Peter Calthorpe's Self-Driving Car Dissent

The founder of New Urbanism takes his autonomous vehicle skepticism, and ideas for other solutions to congestion, to the pages of the New York Times.

1 minute read

November 5, 2018, 10:00 AM PST

By James Brasuell @CasualBrasuell


Automated Vehicles

posteriori / Shutterstock

"Peter Calthorpe thinks Silicon Valley has it all wrong," writes John Markoff for the New York Times. "He rejects the ideas of tech industry visionaries who say personal autonomous vehicles will soon be the solution to urban problems like traffic congestion."

Calthorpe, famous in planning circles as one of the founders of New Urbanism, is adding his voice to a growing chorus of skepticism on the likelihood that self-driving cars are capable of delivering some of the benefits promised by boosters of the technology.

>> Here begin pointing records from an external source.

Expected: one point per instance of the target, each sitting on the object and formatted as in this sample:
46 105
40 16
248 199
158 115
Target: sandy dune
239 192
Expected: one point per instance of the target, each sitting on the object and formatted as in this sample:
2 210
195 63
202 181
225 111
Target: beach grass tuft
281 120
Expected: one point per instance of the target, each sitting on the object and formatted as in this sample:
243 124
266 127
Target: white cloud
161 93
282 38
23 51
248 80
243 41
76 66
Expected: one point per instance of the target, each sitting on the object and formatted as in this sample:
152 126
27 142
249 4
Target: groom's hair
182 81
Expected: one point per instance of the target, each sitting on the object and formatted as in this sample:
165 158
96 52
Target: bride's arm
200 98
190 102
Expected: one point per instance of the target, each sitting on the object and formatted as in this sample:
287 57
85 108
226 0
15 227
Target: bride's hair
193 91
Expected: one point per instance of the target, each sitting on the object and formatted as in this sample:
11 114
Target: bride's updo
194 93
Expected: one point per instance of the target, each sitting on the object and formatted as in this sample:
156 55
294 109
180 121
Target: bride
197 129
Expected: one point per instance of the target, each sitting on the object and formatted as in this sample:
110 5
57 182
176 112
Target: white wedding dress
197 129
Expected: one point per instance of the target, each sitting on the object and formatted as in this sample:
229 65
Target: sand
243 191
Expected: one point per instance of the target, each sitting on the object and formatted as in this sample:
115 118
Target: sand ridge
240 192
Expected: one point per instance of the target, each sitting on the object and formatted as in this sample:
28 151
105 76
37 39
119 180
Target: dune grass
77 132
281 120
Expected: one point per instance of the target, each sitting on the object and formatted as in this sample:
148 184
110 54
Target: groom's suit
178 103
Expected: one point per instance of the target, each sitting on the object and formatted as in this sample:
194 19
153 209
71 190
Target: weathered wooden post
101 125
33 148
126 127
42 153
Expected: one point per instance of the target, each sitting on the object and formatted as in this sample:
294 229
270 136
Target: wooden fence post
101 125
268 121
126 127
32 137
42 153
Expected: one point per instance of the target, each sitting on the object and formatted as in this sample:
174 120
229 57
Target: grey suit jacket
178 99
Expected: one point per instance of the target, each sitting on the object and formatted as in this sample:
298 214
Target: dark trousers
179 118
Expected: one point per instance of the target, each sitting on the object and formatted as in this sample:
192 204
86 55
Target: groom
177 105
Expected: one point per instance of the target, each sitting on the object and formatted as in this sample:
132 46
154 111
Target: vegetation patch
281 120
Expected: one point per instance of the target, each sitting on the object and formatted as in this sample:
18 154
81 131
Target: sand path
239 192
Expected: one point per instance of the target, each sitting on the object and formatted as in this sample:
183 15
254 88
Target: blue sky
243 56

“One thing is certain: Zero- or single-occupant vehicles,” even ones that can drive themselves, “are a bad thing,” he and the transportation planner Jerry Walters wrote in an article last year in Urban Land, an urban planning journal. “They cause congestion, eat up energy, exacerbate sprawl and emit more carbon per passenger-mile.”

Instead of a self-driving car status quo that merely exacerbates the current auto-congested status quo, Calthorpe is promoting ideas, explained in more detail in the article, that evolve the concept of transit oriented development.